Data Sync Spec Between Services
Every cross-service sync spec I've seen fail had the same shape: it documented the happy path and called itself done. The failures come from the parts the author didn't think to write down — ordering, late arrivals, partial failures, and what happens on day two when you need to backfill.
Review Note
Reviewed May 3, 2026. This article is maintained as a focused companion to the API Contracts Hub. It has been expanded with review drills, acceptance criteria, and operator evidence for teams designing cross-service sync.
The first decision: push, pull, or log
The spec has to pick a sync model before anything else, because almost every other answer depends on it. I force authors to commit to one of three:
- Event push. Source emits events; target subscribes. Good when the target needs freshness and the source doesn't want to know who's listening.
- Target pull. Target polls an endpoint or queries a change feed. Good when the target controls its own load and can tolerate staleness.
- Shared log. Source writes to Kafka/Kinesis/etc., multiple targets replay independently. Good when you have three or more consumers or need replay.
Mixing these accidentally is where grief starts. "We emit events AND expose a GET endpoint AND have a CDC stream" often means three partial implementations that agree on nothing. Pick one primary path in the spec and label any secondary path as fallback-only.
Ordering: the part that everyone skips
"Events arrive in order" is a promise almost nobody actually keeps. The spec needs to be specific about the ordering guarantee:
- Per-key ordering. All events for the same entity ID arrive in commit order. This is what you usually want and what partitioned logs give you.

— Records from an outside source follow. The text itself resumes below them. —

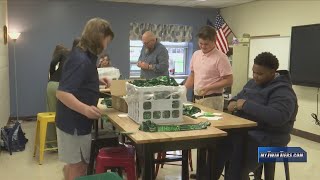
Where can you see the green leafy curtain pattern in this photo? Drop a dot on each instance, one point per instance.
(165, 32)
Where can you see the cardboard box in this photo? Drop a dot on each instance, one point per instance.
(118, 88)
(119, 104)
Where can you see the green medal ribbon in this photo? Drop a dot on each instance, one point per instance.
(149, 126)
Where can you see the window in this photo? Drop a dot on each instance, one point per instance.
(177, 56)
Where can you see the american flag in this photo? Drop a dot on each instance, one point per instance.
(223, 32)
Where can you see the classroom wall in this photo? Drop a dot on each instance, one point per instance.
(46, 23)
(277, 17)
(4, 68)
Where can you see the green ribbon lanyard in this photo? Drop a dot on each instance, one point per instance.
(149, 126)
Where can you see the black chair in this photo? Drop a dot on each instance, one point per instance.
(269, 171)
(100, 140)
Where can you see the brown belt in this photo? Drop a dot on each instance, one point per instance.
(206, 96)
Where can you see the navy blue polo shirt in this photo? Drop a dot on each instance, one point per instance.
(80, 78)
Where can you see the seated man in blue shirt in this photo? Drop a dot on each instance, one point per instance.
(154, 57)
(267, 99)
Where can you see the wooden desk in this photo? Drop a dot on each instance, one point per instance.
(228, 122)
(105, 90)
(203, 140)
(148, 143)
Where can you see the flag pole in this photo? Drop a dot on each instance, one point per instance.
(218, 13)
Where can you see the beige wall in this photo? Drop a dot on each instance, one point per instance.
(277, 17)
(4, 68)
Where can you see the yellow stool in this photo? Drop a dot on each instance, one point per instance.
(40, 140)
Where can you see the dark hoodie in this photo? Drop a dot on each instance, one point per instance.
(273, 106)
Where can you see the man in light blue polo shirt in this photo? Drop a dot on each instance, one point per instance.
(154, 57)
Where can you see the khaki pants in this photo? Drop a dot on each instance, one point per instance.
(215, 102)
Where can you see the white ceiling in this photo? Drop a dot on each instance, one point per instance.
(188, 3)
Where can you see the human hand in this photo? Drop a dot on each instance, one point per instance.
(232, 106)
(240, 103)
(203, 91)
(92, 112)
(105, 81)
(143, 65)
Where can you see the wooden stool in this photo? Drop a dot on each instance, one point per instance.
(163, 157)
(115, 157)
(41, 133)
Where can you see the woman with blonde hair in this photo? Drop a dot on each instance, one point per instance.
(78, 95)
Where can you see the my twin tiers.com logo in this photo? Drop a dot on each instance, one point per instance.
(281, 154)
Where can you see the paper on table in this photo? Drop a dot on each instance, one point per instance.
(123, 115)
(217, 114)
(213, 118)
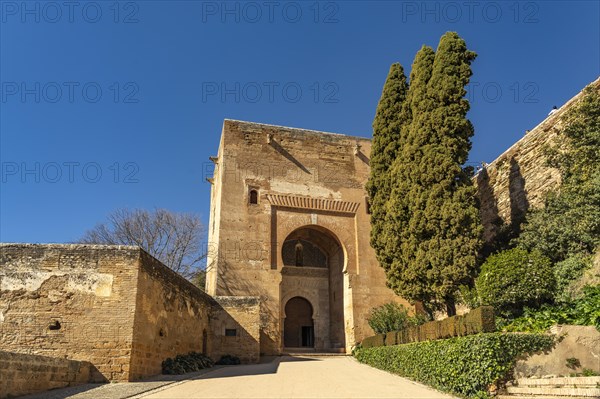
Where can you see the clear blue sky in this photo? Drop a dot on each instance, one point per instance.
(138, 91)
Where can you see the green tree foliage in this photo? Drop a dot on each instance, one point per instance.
(432, 229)
(569, 223)
(392, 317)
(583, 311)
(390, 117)
(515, 278)
(397, 208)
(464, 366)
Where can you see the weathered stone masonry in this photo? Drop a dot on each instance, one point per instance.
(520, 178)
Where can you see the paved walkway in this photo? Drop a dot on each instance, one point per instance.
(298, 377)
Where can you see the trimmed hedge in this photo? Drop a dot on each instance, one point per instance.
(189, 363)
(465, 366)
(480, 320)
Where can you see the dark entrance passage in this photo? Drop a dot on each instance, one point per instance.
(298, 327)
(308, 336)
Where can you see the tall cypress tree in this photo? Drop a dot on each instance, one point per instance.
(396, 236)
(433, 217)
(390, 117)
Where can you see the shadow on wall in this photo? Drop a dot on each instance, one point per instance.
(288, 156)
(488, 211)
(498, 232)
(240, 286)
(518, 197)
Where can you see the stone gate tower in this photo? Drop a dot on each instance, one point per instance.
(289, 224)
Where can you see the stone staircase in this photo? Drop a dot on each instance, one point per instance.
(553, 388)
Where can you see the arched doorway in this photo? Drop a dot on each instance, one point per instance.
(298, 326)
(313, 262)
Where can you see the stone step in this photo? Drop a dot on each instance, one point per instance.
(539, 397)
(315, 354)
(559, 382)
(549, 391)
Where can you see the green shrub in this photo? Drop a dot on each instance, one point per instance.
(228, 360)
(583, 311)
(515, 278)
(182, 364)
(465, 366)
(567, 272)
(392, 317)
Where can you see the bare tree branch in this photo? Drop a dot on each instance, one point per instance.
(173, 238)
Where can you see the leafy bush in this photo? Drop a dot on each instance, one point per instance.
(392, 317)
(182, 364)
(228, 360)
(569, 222)
(584, 311)
(515, 278)
(465, 366)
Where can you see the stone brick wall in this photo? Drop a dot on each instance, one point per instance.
(171, 318)
(241, 314)
(22, 374)
(114, 306)
(304, 179)
(520, 178)
(74, 301)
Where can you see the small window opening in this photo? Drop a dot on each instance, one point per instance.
(231, 332)
(299, 254)
(253, 197)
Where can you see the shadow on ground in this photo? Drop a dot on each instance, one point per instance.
(268, 365)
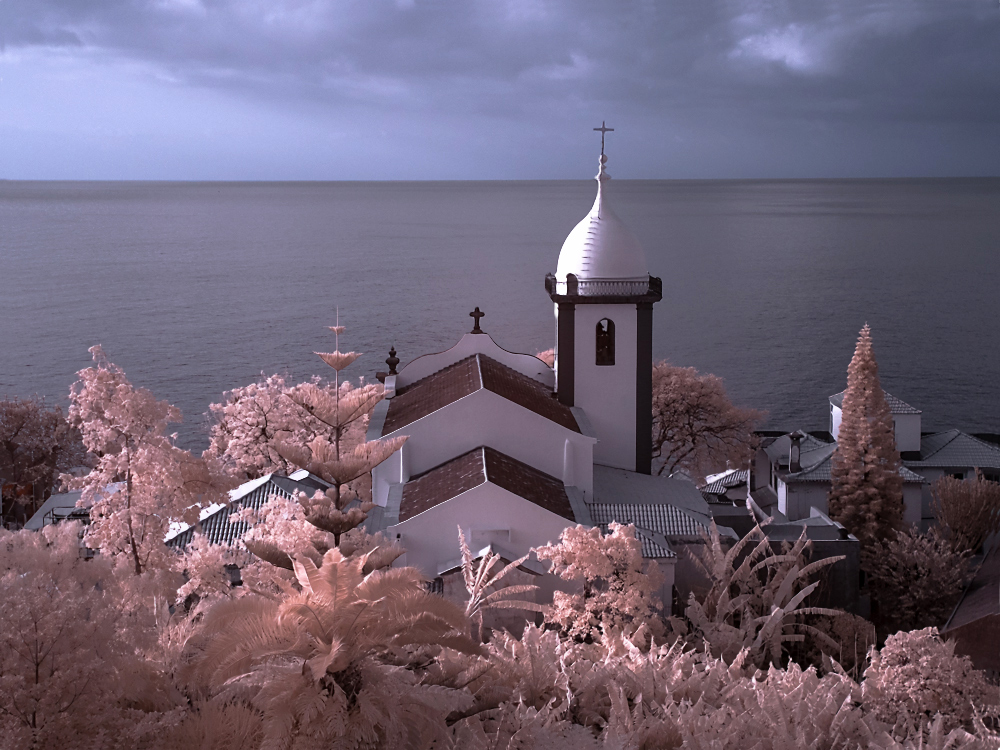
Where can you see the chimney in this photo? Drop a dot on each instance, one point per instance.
(794, 451)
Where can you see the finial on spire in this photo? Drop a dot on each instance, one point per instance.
(477, 315)
(602, 130)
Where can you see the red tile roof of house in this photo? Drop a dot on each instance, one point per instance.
(463, 378)
(477, 467)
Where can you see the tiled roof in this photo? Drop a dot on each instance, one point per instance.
(463, 378)
(896, 406)
(477, 467)
(982, 596)
(819, 471)
(654, 546)
(777, 449)
(955, 449)
(216, 525)
(661, 518)
(722, 484)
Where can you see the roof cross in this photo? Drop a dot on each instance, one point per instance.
(477, 314)
(602, 130)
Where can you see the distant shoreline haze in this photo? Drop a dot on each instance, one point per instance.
(195, 288)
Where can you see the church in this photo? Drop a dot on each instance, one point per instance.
(513, 451)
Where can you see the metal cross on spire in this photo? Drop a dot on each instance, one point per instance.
(477, 314)
(602, 130)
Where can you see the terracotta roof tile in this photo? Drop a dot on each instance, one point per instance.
(524, 391)
(434, 392)
(442, 483)
(527, 482)
(476, 467)
(463, 378)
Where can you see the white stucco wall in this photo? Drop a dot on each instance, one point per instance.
(431, 537)
(607, 393)
(484, 418)
(906, 428)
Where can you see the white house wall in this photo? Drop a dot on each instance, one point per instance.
(906, 428)
(802, 497)
(431, 537)
(607, 393)
(484, 418)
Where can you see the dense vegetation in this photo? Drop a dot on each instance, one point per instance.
(322, 643)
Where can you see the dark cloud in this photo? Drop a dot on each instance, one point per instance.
(716, 80)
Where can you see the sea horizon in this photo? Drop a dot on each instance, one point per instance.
(196, 287)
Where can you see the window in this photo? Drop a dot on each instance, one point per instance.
(606, 342)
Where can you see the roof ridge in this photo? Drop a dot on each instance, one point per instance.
(955, 432)
(408, 386)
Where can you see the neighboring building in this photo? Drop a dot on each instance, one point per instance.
(58, 507)
(214, 521)
(791, 475)
(791, 471)
(975, 623)
(731, 504)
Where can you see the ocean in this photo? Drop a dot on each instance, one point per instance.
(196, 288)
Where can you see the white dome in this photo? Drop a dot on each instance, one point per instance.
(601, 246)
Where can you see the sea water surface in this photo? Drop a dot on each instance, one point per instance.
(195, 288)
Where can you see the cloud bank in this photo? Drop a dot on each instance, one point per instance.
(410, 89)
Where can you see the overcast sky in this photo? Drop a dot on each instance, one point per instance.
(497, 89)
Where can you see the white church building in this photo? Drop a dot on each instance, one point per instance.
(513, 451)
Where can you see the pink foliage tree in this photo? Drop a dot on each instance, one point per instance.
(968, 510)
(695, 426)
(36, 444)
(866, 491)
(618, 589)
(250, 420)
(64, 655)
(141, 481)
(917, 676)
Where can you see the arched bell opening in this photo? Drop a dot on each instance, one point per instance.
(606, 342)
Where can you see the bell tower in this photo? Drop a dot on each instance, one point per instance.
(604, 297)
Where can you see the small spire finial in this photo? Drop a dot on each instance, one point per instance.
(477, 314)
(602, 130)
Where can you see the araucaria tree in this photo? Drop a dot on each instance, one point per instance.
(866, 493)
(695, 426)
(339, 454)
(141, 481)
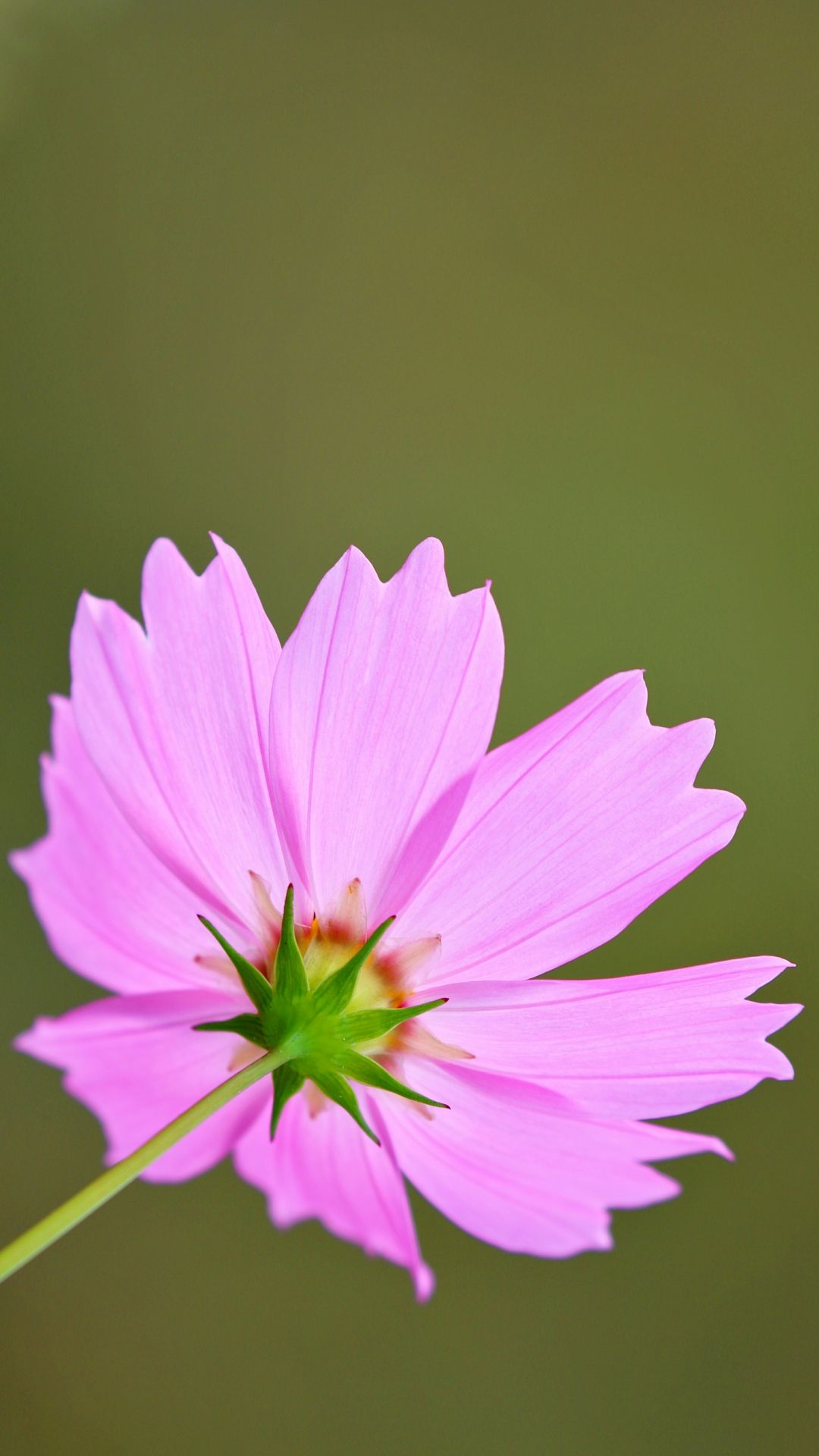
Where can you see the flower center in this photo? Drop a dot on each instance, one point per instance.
(327, 1005)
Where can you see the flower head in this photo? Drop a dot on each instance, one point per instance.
(199, 770)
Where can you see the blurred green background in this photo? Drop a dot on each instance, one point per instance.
(541, 280)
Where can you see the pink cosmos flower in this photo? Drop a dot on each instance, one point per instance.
(200, 769)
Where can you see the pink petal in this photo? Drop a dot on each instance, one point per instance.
(136, 1062)
(382, 707)
(322, 1166)
(174, 720)
(110, 908)
(567, 835)
(523, 1168)
(632, 1046)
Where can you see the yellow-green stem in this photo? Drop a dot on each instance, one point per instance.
(20, 1251)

- Global ordering. Very expensive. Only promise it if you truly need it.
- No ordering. Targets must be able to reconcile out-of-order events, usually via a monotonic
versionorupdated_at.
Whatever the spec picks, it must also say what the target does when it receives an event with a version older than what it has. My default answer: log and drop. The spec should make that explicit so reviewers don't assume it "overwrites with the latest" (a bug factory).
Event payload: thin vs. fat
Two valid patterns. The spec needs to pick one and say why:
- Thin events. Event says "entity X changed," target fetches via API. Cheaper queue, always-fresh reads, but requires the source API to be available for the sync to work.
- Fat events. Event includes the full entity snapshot. Target can apply it directly. Sync survives source downtime, but you now ship PII through the event bus and must version the payload.
I lean toward fat events for anything with strict latency SLAs or where the source is a legacy system that falls over. I lean toward thin events when PII or data minimization matters. Whichever you pick, write the rationale in the spec — the next person to change this will appreciate knowing why.
Conflict resolution when both sides can write
If the target is read-only, skip this section. If both sides can write the same field, the spec has to answer: who wins?
- Last-writer-wins with a timestamp. Simple, but breaks on clock skew.
- Source of truth. One side is authoritative; the other is a cache that gets overwritten. Write it down explicitly.
- CRDTs or merge functions. If you actually need this, you already know. Otherwise don't.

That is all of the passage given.